«Бежать, – подумал он, уйдя к себе в комнату. – Я должен отсюда бежать!» Это была не первая подобная мысль и, к сожалению, не последняя. Всякий раз, когда Дима поддавался отчаянию, придавленный низостью и мерзостью жизни, которую вел, он сгоряча обещал себе убежать, но бежать ему было некуда. У него не было родственников, о существовании которых он знал, как и не было никого, кто согласился бы принять ответственность за несовершеннолетнего мальчишку. Ему не оставалось ничего другого, кроме как выть всем своим существом, лежа ночами на матрасе, не смыкая глаз. Порой Дима ощущал, как этот вой, безмолвный, дерущий душу, разносится по всей квартире, выходит за ее пределы и, точно спутник, передает сигнал всему миру: «Заберите меня. Я здесь». Он хотел бы расплакаться от горя и зависти, чтобы плотный клубок все нарастающей злобы распался на волокна, но он не мог, ведь злоба это вовсе не печаль, не обида и не страдание – она не вызывает слез, способных облегчить душу. И он злился.

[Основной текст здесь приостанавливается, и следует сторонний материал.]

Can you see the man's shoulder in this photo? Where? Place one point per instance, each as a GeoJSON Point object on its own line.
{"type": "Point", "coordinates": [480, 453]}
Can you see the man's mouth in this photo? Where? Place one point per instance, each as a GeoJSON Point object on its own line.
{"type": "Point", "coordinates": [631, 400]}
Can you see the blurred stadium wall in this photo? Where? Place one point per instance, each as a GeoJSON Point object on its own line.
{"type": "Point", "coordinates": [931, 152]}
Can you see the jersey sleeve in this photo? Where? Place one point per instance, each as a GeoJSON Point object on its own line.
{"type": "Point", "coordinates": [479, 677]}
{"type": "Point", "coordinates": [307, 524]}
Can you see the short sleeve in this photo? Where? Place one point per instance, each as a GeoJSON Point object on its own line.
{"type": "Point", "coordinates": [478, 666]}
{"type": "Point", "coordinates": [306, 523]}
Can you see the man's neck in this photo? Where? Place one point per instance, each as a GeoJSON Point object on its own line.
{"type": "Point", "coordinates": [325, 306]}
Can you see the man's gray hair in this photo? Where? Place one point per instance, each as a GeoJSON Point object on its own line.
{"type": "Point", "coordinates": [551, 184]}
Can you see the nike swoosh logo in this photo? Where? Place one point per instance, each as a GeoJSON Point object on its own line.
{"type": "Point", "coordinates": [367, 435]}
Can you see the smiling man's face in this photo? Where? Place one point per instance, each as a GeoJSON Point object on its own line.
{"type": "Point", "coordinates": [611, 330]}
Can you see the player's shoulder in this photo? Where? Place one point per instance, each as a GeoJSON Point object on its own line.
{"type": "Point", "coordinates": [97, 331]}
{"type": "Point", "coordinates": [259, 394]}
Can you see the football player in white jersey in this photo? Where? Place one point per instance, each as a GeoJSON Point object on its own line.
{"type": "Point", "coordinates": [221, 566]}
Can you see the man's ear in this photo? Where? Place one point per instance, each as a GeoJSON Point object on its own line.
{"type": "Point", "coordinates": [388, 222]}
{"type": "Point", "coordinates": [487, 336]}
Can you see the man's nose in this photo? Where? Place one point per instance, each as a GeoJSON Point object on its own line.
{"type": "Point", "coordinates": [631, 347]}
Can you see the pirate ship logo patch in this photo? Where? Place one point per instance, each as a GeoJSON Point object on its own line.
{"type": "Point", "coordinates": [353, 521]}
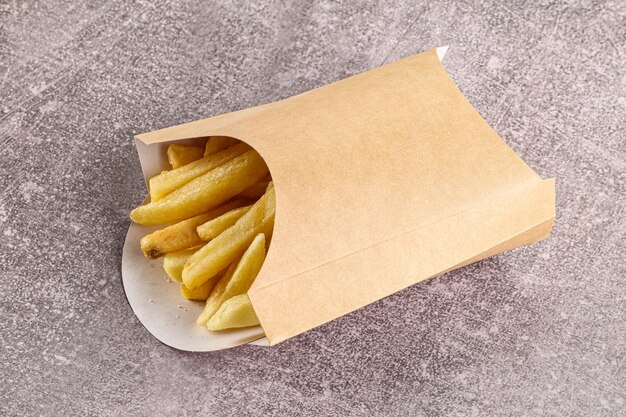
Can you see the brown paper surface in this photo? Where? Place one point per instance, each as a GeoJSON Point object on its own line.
{"type": "Point", "coordinates": [382, 180]}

Злился на себя, на других, на тех, кто счастлив, на тех, кто несчастлив (потому что в большинстве своем их несчастье было всего лишь недостатком материальной выгоды), на тех, кто весел, и на тех, кто грустен, на тех, кто говорит, что все пройдет, и на тех, кто говорит, что ничего не изменится. Но когда ночь отступала и Дима убегал из тесной, провонявшей перегаром квартиры на волю, ему снова становилось легче и казалось, что любое несчастье он сможет пережить, переждать, перетерпеть.
И он терпел. Дима уже не испытывал стыда от того, что ходит в рванье или потому, что его семья – тонко размазанный по первым ступеням общественной лестницы слой дерьма. Он и прежде был не слишком впечатлительным, поэтому поведение его родителей не поражало его ни в четырнадцать, ни в пятнадцать, ни даже в двадцать лет, когда он впервые сумел заставить себя обернуться назад и издалека посмотреть на то, что происходило тогда. Дима не давал ни себе, ни кому-либо еще возможности пожалеть себя, но из-за этого ему никогда не было жалко и других. Его сердце не сжималось при виде мертвой кошки, ему было все равно, если у других случалась какая-то беда. Он постепенно вымирал.
В пятнадцать лет, на спонтанном выпускном из девятого класса, когда Дима едва дотянул свои ГИА на проходной балл (а может, и не дотянул, и ему просто пририсовали, чтобы избавиться от проблемного ребенка, что в школах делали довольно часто), он переспал с одноклассницей. Дима даже не особо помнил, как это случилось, – его организм плохо переносил алкоголь, ему стало дурно уже после третьей стопки водки, и он ушел спать. С той ночи остались только смутные неловкие воспоминания и ничего такого, о чем бы действительно хотелось вспоминать. Дима помнил, как ушел наверх (праздновали у Игоря на даче), смутно вспоминал и то, как на мгновение открылась дверь, а затем чей-то голос позвал его из темноты. На следующее утро он проснулся рядом с голой девицей, едва прикрытой простыней. Его по-прежнему мутило, поэтому, надев на себя то же, в чем был вчера, Дима вышел в туалет и в комнату больше не вернулся.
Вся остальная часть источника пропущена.